Ahora bien, no seamos ingenuos. La derecha española se encomendará también a un discurso de gestión eficaz, de resultados y de primacía absoluta económica con el fin de ganar las próximas elecciones generales. ¿Qué le importará a Rajoy el escenario cultural, el discurso sobre el bien y los principios, cuando existe un inequívoco complejo de inferioridad estructural que se antoja insalvable respecto de la izquierda?

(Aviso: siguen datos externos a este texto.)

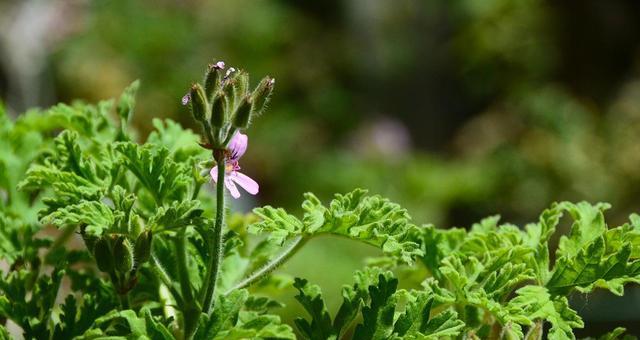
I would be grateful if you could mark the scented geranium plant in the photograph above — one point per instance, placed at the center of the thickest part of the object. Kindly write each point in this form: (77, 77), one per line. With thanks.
(102, 237)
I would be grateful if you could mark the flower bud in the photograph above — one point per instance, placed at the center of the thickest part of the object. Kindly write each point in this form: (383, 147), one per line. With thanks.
(242, 115)
(262, 93)
(198, 102)
(213, 78)
(143, 247)
(218, 116)
(123, 255)
(102, 253)
(241, 84)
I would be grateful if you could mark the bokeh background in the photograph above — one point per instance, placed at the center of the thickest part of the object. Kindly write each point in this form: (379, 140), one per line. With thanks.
(454, 109)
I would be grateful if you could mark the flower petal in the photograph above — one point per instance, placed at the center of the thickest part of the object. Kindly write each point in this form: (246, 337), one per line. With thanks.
(232, 187)
(245, 182)
(214, 173)
(238, 145)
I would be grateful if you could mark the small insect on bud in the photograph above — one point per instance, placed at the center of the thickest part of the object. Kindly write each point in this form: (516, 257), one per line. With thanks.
(213, 78)
(218, 116)
(198, 102)
(261, 95)
(102, 253)
(123, 255)
(185, 99)
(242, 115)
(241, 84)
(142, 248)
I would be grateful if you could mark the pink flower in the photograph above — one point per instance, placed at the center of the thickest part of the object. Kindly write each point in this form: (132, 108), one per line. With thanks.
(237, 147)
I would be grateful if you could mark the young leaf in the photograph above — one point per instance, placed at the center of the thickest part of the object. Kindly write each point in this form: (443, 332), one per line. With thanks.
(370, 219)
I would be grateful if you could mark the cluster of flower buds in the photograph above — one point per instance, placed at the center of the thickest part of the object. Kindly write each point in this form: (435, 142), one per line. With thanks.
(225, 104)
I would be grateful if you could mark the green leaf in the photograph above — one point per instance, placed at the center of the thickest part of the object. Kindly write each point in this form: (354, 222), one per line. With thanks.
(538, 304)
(163, 178)
(178, 215)
(370, 219)
(96, 216)
(592, 268)
(310, 297)
(224, 316)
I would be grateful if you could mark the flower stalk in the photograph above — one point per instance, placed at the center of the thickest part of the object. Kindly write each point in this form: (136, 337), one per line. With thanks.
(216, 241)
(292, 248)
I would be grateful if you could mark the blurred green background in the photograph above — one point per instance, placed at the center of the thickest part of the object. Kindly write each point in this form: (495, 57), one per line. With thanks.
(454, 109)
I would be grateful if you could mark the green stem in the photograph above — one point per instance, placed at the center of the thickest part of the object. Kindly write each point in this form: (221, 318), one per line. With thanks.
(161, 273)
(190, 310)
(215, 253)
(279, 260)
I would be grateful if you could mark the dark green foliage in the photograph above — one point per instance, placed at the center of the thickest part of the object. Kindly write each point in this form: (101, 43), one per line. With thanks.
(147, 227)
(375, 297)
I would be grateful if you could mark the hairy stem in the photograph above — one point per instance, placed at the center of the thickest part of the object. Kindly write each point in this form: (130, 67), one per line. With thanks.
(190, 311)
(292, 248)
(535, 331)
(216, 241)
(161, 273)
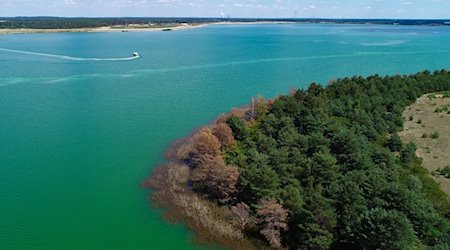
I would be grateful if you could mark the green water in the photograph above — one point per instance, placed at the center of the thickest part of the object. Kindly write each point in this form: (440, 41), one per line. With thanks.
(78, 136)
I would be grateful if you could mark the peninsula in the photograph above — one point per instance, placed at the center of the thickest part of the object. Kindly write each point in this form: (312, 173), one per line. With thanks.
(18, 25)
(321, 168)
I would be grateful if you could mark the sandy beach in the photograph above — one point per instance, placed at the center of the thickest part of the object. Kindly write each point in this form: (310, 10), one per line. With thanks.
(103, 29)
(131, 28)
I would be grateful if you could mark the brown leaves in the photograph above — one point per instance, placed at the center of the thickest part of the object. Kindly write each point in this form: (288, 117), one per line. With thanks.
(241, 215)
(215, 178)
(225, 135)
(272, 217)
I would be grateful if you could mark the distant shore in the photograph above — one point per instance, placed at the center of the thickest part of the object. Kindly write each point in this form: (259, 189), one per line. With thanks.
(133, 28)
(103, 29)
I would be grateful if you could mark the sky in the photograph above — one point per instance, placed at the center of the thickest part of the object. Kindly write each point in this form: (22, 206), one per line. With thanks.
(216, 8)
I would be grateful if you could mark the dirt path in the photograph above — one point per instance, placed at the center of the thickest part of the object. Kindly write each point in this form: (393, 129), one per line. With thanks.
(421, 122)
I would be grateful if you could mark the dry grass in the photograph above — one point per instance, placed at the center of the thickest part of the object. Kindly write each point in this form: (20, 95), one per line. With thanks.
(421, 122)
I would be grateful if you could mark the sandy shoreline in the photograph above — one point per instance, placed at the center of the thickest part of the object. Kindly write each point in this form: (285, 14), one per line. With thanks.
(130, 29)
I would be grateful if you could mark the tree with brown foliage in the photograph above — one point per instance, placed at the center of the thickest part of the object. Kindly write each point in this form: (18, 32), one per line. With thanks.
(272, 218)
(205, 143)
(241, 215)
(225, 135)
(215, 178)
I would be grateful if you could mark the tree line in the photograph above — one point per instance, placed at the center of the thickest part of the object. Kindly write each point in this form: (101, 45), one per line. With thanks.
(86, 22)
(321, 168)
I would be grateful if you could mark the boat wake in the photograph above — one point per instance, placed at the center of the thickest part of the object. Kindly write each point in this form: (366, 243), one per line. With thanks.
(71, 58)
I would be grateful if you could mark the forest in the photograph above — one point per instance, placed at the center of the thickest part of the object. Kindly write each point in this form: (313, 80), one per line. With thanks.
(319, 168)
(86, 22)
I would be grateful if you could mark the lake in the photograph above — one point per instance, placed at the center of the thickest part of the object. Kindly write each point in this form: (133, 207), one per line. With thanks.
(82, 124)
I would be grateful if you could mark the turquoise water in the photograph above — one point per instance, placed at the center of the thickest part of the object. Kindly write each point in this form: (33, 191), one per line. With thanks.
(78, 134)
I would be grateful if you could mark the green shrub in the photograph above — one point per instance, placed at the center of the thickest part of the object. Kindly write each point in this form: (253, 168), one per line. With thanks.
(435, 135)
(445, 171)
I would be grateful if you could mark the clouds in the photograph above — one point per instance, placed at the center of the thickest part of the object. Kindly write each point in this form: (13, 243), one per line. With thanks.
(234, 8)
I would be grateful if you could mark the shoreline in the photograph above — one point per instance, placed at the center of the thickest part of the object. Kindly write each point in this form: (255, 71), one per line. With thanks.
(106, 29)
(131, 28)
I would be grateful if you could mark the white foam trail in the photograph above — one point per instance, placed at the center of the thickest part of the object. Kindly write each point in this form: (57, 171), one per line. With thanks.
(72, 58)
(387, 43)
(284, 59)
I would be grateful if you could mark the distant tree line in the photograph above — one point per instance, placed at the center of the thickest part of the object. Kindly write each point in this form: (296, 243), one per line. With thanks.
(322, 168)
(78, 22)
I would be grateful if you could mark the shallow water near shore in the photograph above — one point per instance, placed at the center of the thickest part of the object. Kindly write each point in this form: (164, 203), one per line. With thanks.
(77, 137)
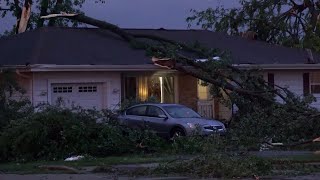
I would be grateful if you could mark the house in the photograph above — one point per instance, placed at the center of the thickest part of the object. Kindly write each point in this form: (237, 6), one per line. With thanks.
(94, 68)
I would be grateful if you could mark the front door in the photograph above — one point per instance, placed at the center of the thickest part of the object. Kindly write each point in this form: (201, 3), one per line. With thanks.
(155, 122)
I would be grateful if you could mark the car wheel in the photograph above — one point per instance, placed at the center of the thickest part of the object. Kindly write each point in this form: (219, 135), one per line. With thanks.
(176, 133)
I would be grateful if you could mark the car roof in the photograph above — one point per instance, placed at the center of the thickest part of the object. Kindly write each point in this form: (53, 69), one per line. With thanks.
(156, 104)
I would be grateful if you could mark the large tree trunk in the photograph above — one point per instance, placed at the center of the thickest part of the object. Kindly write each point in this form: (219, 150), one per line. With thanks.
(180, 62)
(25, 15)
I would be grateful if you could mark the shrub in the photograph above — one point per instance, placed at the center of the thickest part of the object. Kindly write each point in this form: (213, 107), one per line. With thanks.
(219, 166)
(54, 133)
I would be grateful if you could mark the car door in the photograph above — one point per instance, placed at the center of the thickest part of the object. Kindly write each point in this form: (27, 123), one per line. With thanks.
(155, 122)
(135, 116)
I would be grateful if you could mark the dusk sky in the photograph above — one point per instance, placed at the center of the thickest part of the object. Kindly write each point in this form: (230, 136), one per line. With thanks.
(170, 14)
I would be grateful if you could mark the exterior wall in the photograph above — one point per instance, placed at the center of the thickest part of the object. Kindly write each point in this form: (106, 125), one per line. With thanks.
(291, 79)
(111, 84)
(187, 91)
(24, 82)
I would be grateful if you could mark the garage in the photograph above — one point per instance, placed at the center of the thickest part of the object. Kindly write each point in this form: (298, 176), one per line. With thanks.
(85, 95)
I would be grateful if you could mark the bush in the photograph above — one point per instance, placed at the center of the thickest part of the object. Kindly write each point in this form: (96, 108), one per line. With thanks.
(289, 123)
(219, 166)
(54, 133)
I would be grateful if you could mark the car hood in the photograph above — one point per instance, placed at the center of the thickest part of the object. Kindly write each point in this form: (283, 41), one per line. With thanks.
(202, 121)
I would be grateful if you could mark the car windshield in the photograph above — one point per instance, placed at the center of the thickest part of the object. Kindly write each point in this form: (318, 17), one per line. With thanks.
(181, 112)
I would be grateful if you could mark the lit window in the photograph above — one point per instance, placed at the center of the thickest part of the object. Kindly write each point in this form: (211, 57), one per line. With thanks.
(315, 83)
(88, 89)
(203, 91)
(62, 89)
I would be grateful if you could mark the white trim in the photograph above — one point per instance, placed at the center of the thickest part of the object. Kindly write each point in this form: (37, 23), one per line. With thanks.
(50, 67)
(68, 81)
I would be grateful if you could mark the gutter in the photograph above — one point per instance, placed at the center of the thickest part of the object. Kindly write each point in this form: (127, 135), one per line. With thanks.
(51, 67)
(279, 66)
(147, 67)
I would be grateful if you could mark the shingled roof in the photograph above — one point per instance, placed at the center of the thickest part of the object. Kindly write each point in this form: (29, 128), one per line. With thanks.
(85, 46)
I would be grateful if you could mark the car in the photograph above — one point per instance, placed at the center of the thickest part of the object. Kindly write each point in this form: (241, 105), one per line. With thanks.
(170, 120)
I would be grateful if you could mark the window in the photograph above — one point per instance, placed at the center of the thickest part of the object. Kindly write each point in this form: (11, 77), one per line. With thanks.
(137, 111)
(88, 89)
(203, 91)
(62, 89)
(315, 83)
(154, 111)
(181, 112)
(160, 88)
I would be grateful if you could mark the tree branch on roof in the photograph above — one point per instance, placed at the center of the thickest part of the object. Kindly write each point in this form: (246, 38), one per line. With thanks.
(178, 61)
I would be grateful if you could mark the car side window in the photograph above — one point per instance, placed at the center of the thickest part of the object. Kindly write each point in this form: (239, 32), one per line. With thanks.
(154, 111)
(137, 111)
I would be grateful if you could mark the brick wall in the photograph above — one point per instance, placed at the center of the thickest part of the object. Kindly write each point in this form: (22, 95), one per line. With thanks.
(188, 93)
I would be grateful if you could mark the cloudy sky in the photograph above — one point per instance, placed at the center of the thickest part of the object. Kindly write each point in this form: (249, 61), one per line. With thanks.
(170, 14)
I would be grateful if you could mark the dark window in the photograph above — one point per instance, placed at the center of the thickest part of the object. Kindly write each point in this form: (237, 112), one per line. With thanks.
(62, 89)
(154, 111)
(88, 89)
(315, 89)
(130, 87)
(137, 111)
(271, 79)
(306, 82)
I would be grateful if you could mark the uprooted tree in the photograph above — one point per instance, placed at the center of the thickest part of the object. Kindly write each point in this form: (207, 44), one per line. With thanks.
(289, 119)
(260, 115)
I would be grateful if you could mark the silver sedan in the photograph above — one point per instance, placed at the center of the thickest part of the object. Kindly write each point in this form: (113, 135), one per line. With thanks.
(169, 120)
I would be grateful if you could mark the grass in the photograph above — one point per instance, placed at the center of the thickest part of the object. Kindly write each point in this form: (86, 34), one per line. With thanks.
(310, 158)
(33, 167)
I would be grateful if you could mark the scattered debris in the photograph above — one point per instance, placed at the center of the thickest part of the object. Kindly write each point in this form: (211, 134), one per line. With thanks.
(74, 158)
(60, 168)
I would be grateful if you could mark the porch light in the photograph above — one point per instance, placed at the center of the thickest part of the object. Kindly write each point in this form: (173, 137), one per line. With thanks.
(161, 89)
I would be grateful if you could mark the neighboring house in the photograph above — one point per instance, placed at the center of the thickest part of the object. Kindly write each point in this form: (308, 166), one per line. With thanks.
(94, 68)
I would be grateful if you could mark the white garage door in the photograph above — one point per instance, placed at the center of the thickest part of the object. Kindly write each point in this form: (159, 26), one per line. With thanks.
(86, 95)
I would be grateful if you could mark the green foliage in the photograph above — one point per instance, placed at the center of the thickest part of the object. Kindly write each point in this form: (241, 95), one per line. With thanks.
(219, 166)
(288, 123)
(12, 103)
(198, 145)
(54, 133)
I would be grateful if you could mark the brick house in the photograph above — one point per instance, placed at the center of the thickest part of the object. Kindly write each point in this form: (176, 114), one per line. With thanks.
(94, 68)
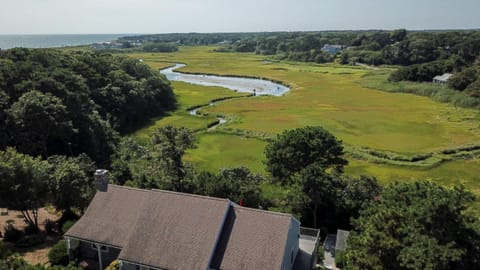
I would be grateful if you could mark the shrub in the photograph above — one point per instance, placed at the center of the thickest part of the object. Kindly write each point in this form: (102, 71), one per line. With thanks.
(58, 254)
(340, 259)
(67, 225)
(30, 240)
(12, 234)
(113, 265)
(4, 251)
(50, 226)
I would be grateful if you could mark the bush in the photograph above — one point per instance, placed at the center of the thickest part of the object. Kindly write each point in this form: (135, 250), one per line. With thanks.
(4, 251)
(67, 225)
(340, 259)
(58, 254)
(113, 266)
(50, 226)
(31, 240)
(12, 234)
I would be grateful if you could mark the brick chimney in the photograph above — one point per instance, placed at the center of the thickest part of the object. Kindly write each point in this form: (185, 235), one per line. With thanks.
(101, 180)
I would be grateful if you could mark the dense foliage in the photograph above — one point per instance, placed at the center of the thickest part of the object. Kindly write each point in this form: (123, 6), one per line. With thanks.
(57, 255)
(23, 184)
(416, 226)
(68, 103)
(309, 162)
(294, 150)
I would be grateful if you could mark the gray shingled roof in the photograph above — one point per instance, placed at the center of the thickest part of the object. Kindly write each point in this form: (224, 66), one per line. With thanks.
(252, 239)
(176, 231)
(173, 230)
(110, 216)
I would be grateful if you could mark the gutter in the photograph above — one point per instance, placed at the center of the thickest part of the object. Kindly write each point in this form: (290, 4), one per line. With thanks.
(219, 235)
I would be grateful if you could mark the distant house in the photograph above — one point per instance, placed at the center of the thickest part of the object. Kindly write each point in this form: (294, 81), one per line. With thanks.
(333, 244)
(157, 229)
(442, 79)
(341, 241)
(332, 49)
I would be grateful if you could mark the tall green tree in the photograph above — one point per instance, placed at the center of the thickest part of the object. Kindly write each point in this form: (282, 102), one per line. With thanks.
(238, 184)
(418, 225)
(41, 121)
(23, 184)
(169, 146)
(309, 160)
(71, 182)
(294, 150)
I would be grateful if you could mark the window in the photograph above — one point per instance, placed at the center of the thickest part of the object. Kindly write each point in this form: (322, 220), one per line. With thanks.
(102, 248)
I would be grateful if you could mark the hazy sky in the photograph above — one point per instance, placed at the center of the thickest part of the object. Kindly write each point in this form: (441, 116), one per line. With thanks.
(166, 16)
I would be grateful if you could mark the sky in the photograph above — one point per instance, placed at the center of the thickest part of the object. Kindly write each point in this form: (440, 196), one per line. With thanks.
(169, 16)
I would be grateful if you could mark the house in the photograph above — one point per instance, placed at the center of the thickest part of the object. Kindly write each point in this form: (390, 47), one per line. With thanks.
(158, 229)
(333, 244)
(442, 79)
(332, 49)
(341, 240)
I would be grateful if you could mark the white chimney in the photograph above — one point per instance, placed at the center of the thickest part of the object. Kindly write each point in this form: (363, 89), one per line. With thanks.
(101, 180)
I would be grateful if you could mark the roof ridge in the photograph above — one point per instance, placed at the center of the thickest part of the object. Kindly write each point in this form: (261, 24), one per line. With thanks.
(130, 188)
(262, 211)
(190, 195)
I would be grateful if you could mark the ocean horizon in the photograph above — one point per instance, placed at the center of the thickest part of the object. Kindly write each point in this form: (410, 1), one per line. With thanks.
(54, 40)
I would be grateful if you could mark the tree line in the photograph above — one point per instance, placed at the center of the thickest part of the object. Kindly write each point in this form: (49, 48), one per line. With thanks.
(68, 103)
(421, 55)
(417, 225)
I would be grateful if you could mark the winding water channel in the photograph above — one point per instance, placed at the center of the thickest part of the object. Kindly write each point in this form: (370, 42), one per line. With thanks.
(256, 87)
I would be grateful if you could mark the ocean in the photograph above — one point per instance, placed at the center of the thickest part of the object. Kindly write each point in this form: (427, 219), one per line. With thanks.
(49, 41)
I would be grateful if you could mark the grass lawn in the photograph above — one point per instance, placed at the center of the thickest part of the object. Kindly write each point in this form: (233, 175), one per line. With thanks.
(216, 150)
(188, 95)
(330, 95)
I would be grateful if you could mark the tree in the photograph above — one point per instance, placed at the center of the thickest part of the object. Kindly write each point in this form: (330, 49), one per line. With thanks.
(41, 121)
(309, 160)
(4, 137)
(238, 184)
(294, 150)
(398, 35)
(319, 186)
(71, 182)
(23, 184)
(355, 195)
(169, 146)
(418, 225)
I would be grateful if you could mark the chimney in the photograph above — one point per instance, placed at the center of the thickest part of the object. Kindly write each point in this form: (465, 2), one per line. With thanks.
(101, 180)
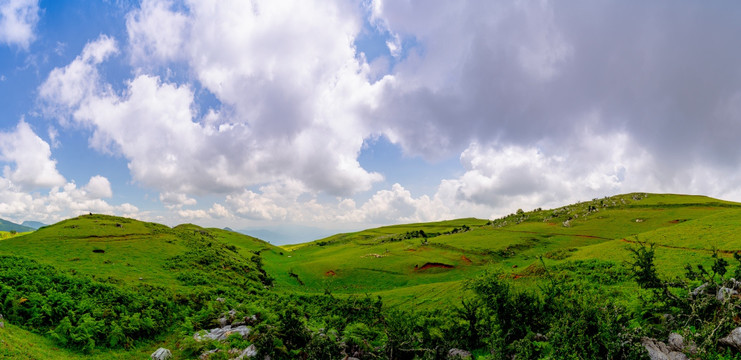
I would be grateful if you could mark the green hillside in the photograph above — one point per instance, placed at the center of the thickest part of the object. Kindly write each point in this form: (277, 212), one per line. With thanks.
(107, 287)
(8, 226)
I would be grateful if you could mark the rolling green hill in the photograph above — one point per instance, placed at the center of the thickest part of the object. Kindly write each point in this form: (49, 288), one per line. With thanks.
(429, 270)
(61, 287)
(6, 225)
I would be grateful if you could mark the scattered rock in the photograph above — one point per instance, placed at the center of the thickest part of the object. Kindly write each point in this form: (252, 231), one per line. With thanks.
(161, 354)
(222, 333)
(657, 350)
(733, 339)
(458, 354)
(725, 293)
(699, 290)
(676, 342)
(207, 354)
(251, 351)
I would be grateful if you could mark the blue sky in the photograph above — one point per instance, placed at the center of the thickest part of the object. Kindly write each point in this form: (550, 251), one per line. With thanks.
(308, 117)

El análisis de Cebrián es tan epidérmico y sectario como su línea editorial laicista. El académico cifra la crisis en el factor económico, en las relaciones de producción, sin advertir -como sentenció Ortega- que cuando la subversión moral de la masa alcanza a la economía y llega a la política es porque traspasó ya todo el cuerpo social. Cebrián elude cualquier otra metamorfosis producida en la sociedad española -revolución cultural, familiar o social-, invitando a la “recuperación del consenso y del pacto” como vías determinantes de salvación secular.
Este es el verdadero problema que nos han dejado Cebrián y el presidente del Gobierno. La sociedad no es sólo pacto y consenso, una sociedad creada desde la pura legislación, basada en los Derechos del Hombre y la mera coexistencia, donde acampan el relativismo y la corrupción, la sacralización del progreso, del Hombre y de su culto. La sociedad es comunidad, dotada de orígenes históricos y religiosos no meramente pactistas; es comunidad de deberes, al contrario que la sociedad de derechos que es producto del individualismo; es transmisión de una devoción y unos símbolos religiosos, de unas costumbres históricas que hoy se han convertido en objeto de desdén.
Durante siete años, Zapatero ha hecho un enorme daño a la cultura religiosa de nuestro país, reactivando el laicismo, algo que no sucedió en tiempos de Felipe González; manteniendo una laicidad de indiferencia y de ignorancia -si no de desprecio- hacia lo religioso-, algo que no favorecería la España laica por él promovida; obstinándose en un atávico problema ideológico progresista cuando en 2006 declaró que “en las sociedades modernas la fe pertenece a la esfera de lo privado”, y reduciendo así la vida religiosa al interior de las conciencias, abandonando toda pretensión comunitaria e histórica de que la fe informe jurídica o políticamente la vida de los ciudadanos.
Por este camino “ningún hombre consciente puede ya esperar”, como sentenció Taine. Pero existe otro camino, ajeno a la desarticulación de un sugestivo proyecto común; un camino que podemos recorrer juntos y donde no se disuelva toda herencia y tradición, donde perdure el Nombre de Dios en las generaciones sucesivas y vuelvan a ser necesarias las costumbres de los siglos de fe. Este camino es el camino de la religación, el camino del asiento religioso, vinculante, sagrado, que posibilita un nuevo sentir comunitario en la humildad y el amor, y nunca en el orgullo desmitificador de la fe. Este camino precisa un análisis mayor que el inmanente, el de gestor eficaz, donde se vean respetadas la autoridad, la obediencia y la continuidad del orden, frente a la mera exaltación de las leyes y la adoración del Hombre. Se trata de un camino apasionante y esperanzador, capaz de crear nuevos ciudadanos no ya desde el cálculo y la previsión, sino desde el esfuerzo y la entrega guiados por el amor. Claro que, para recorrerlo, se necesita una nueva mirada, la mirada del corazón, porque “lo esencial –dirá Saint-Exupéry- es invisible a los ojos”.